Italy holds budget meeting; 2019 deficit goal in focus

FAN Editor
FILE PHOTO: Italian Economy Minister Giovanni Tria attends during his first session at the Lower House of the Parliament in Rome
FILE PHOTO: Italian Economy Minister Giovanni Tria attends as Prime Minister Giuseppe Conte (unseen) speaks during his first session at the Lower House of the Parliament in Rome, Italy, June 6, 2018. REUTERS/Tony Gentile/File Photo

September 17, 2018

By Ilaria Polleschi and Angelo Amante

MILAN (Reuters) – Italy’s top ministers met on Monday to discuss the 2019 budget, with friction building inside the coalition over the package and financial markets on edge about the big-spending plans of the government.

No final decisions were taken and talks will continue in the coming days, a government source said, with deputy prime ministers Luigi Di Maio and Matteo Salvini pushing for a larger deficit than Economy Minister Giovanni Tria wanted to accept.

“The choices in the budget law have to be courageous and have to be made in the interests of the citizens,” Di Maio, who is head of the anti-establishment 5-Star Movement, said after the meeting in the office of Prime Minister Giuseppe Conte.

Daily Corriere della Sera reported on Monday that Tria, an academic with no party affiliation, was set on preventing the 2019 budget deficit from rising above 1.6 percent of gross domestic product (GDP).

That would be double the current 0.8 percent target but lower than what was expected until recently by markets, which fear the deficit will rise steeply to fund welfare spending and tax cuts promised by the ruling parties.

The government source said both Di Maio and Salvini wanted a deficit of between 2.0 and 2.5 percent to help pay for some of their main electoral promises, including the introduction of a “universal wage” for the unemployed and pension reform.

CUTTING “DEAD WOOD”

Italy’s public debt of around 132 percent of GDP is the highest in the euro zone after Greece’s and markets are concerned it may rise further if government borrowing increases. Tria is seen as the bastion of market discipline against the demands of the right-wing League and 5-Star.

Di Maio said the coalition, which took office in June, would look to eliminate waste from the budget “and cut away all the dead wood” to free up resources for the new set of priorities.

The coalition must set its deficit and debt targets for next year by Sept. 27, and present the budget to parliament by Oct. 20. Governments normally work right up to these deadlines before presenting their plans.
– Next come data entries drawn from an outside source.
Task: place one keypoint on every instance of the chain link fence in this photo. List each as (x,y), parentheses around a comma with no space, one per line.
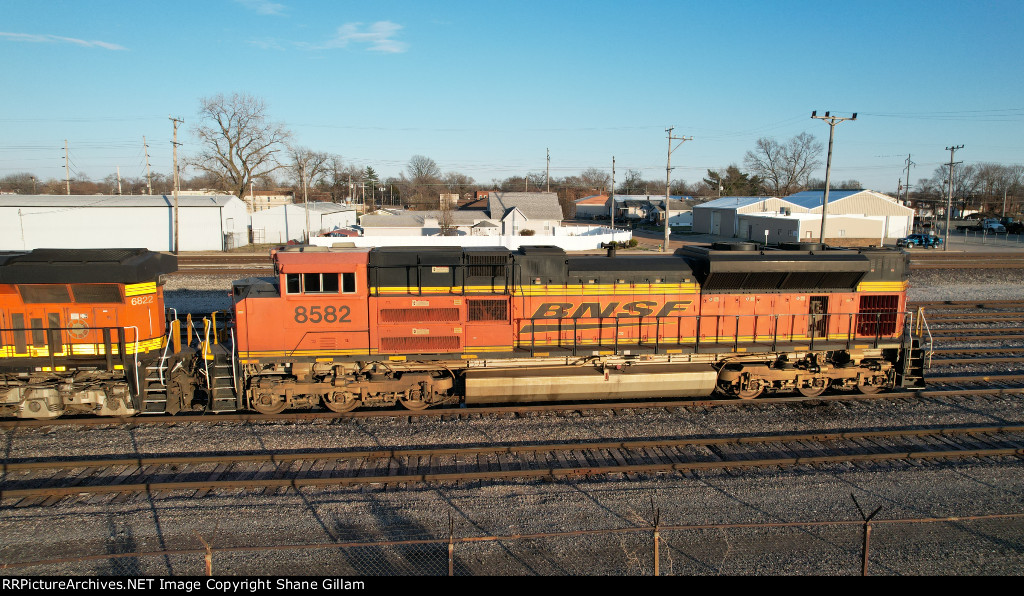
(977,545)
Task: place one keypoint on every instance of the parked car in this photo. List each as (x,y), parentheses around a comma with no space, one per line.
(343,232)
(993,224)
(920,240)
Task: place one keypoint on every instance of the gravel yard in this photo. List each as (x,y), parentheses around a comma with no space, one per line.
(804,495)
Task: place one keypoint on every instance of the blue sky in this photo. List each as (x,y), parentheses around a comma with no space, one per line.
(485,87)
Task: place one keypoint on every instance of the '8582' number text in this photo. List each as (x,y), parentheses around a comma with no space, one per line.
(320,313)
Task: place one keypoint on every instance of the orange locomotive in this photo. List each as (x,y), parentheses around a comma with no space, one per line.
(426,326)
(81,331)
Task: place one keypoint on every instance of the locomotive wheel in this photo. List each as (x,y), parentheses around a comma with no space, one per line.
(413,400)
(751,391)
(269,403)
(414,405)
(341,401)
(817,387)
(867,389)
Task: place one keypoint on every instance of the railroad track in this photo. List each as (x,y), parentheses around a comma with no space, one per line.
(938,386)
(46,482)
(961,260)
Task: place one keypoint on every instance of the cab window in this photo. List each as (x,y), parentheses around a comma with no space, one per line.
(320,283)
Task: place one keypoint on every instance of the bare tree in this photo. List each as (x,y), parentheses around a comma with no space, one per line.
(315,166)
(424,181)
(784,169)
(598,180)
(239,142)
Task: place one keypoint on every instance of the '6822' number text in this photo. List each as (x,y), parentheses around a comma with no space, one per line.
(320,313)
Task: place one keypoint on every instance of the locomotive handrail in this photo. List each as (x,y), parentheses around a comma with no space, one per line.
(856,325)
(206,345)
(167,345)
(135,369)
(923,324)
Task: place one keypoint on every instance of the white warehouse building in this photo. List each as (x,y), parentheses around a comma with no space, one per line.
(285,222)
(205,222)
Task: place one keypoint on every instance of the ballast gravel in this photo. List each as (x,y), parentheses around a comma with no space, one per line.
(823,502)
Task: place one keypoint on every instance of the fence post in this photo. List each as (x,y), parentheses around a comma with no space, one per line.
(657,539)
(451,546)
(867,534)
(208,557)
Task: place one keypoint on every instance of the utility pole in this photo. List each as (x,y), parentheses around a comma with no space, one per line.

5-Star’s flagship policy is a basic income of up to 780 euros per month for the poor, while the League, led by Salvini, is particularly anxious to cut corporate and income tax.

Both parties have said these measures will be phased in gradually starting from 2019. They have also both promised to water down a previous, unpopular pension reform.

“Experts from the two groups are working constantly to rake back waste and above all to guarantee the introduction of needed and courageous reforms,” Salvini said in a statement late on Monday.

Italian media reported on Monday there was growing friction within the coalition over a raft of nominations across the public sector – including who should head market watchdog Consob – and suggested this was weighing on the internal budget debate.